I might be showing my age a little here, but I remember the game Spore and how excited I was when I saw the trailer. It was basically a ‘God game’, where you created a little organism and have it go through life itself. While not technically the same, workstation graphics cards have gotten so good that they’re now being used to simulate a living cell.
Researchers from the University of Illinois at Urbana-Champaign have done just done exactly that using NVIDIA Titan V and Tesla Volta V100 graphics cards, and have since had their work published in the journal Cell. Essentially, they have built a 3D simulation that is a fully dynamical kinetic model of a living cell. The researchers were able to watch as the cell went through the processes of active transport of amino acids and nucleosides, how it balanced its growth and metabolic needs, giving the scientists an idea of just such a simple cell goes through its life.
“Even a minimal cell requires 2 billion atoms. You cannot do a 3D model like this in a realistic human time scale without GPUs.

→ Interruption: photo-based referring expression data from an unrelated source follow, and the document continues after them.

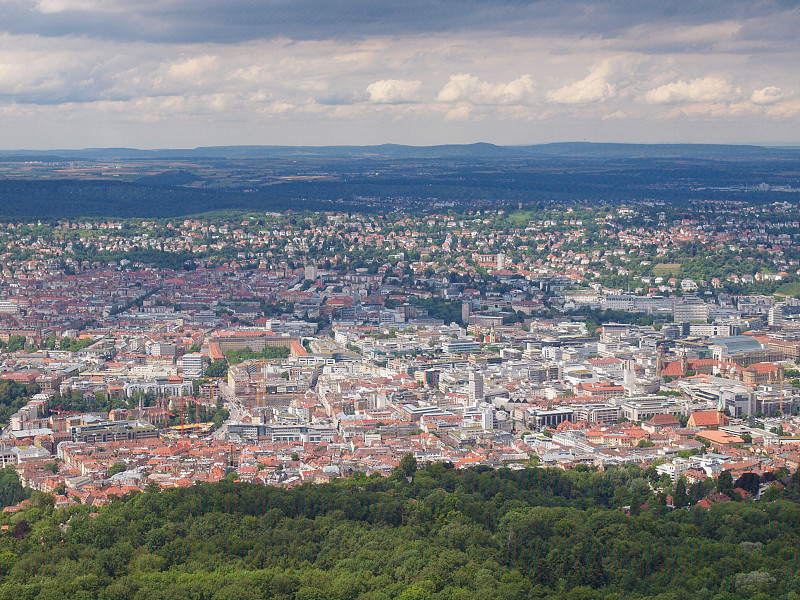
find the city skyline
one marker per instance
(80, 73)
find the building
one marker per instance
(194, 365)
(475, 387)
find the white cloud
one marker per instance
(393, 91)
(468, 88)
(702, 89)
(58, 6)
(595, 87)
(767, 95)
(460, 112)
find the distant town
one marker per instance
(296, 347)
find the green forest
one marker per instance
(430, 533)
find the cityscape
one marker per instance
(399, 301)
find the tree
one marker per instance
(725, 484)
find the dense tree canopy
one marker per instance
(445, 534)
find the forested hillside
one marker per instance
(474, 534)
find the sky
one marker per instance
(187, 73)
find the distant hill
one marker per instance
(464, 151)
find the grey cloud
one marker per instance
(196, 21)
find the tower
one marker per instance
(475, 387)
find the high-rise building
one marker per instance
(193, 365)
(475, 387)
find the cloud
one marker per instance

What we found is that fundamental behaviors emerge from the simulated cell — not because we programmed them in, but because we had the kinetic parameters and lipid mechanisms correct in our model,” – Zaida Luthey-Schulten, chemistry professor and co-director of the Center for the Physics of Living Cells at UIUC
In order to do, the researchers used computers to simulate a type of parasitic bacteria called a mycoplasma. This mycoplasma in turn was based on a model developed by other researchers over at the J. Craig Venter Institute in California. They had used this mycoplasma model specifically because it had just under 500 genes in its makeup. In comparison, the common E. coli bacteria has ten times as many genes, while a single human cell would have over 20,000 genes.
Prof Zaida and her team then built out the model mycoplasma, and used previously discovered properties such as its amino acids, lipids, and nucleotides to build the cell’s DNA, RNA, proteins and membranes. They then ran 20-minute 3D simulations of the mycoplasma’s life, enough to see what goes on without having the cell reproduce. What they found was that the mycoplasma spent most of its time and energy moving molecules across the cell membrane, which is in line with its nature as a parasitic cell.

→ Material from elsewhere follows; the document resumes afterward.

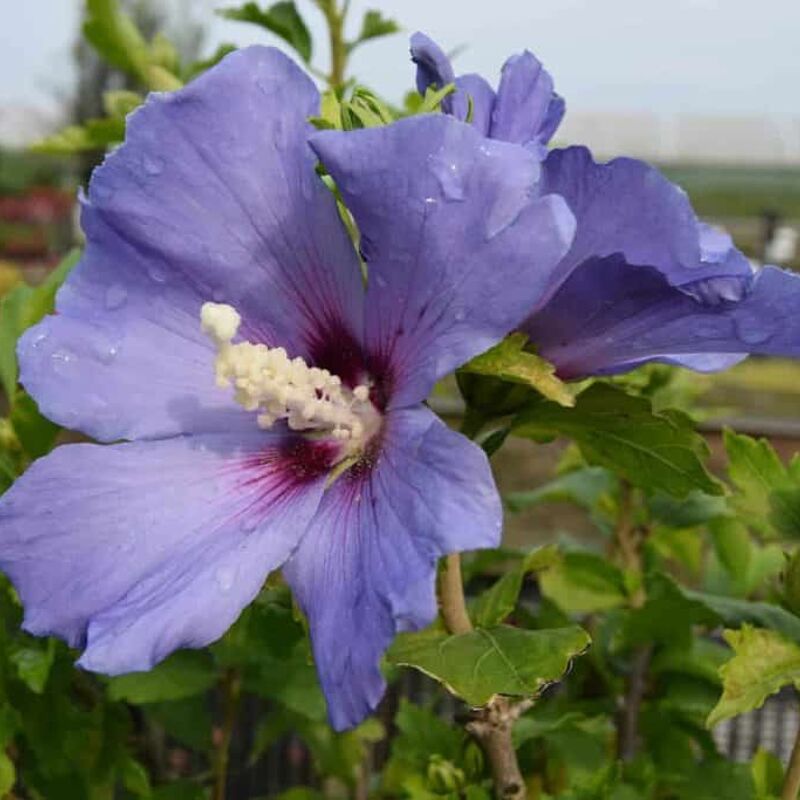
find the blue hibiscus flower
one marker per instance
(312, 449)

One of the researchers, Zane Thornburg, is also working on another project involving growth simulation and cell division in 3D. They’ve since gotten hold of even more NVIDIA RTX A5000 graphics cards and NVIDIA DGX workstation computers to help speed up their research, with the RTX A5000 specifically able to speed up their simulations by up to 40% compared to the last generation GPUs they used in the mycoplasma project. It’s definitely nice to see just how far we’ve come in the science and technology scene, with computers and GPUs powerful enough to simulate life itself. Maybe we really are living in a simulation ourselves.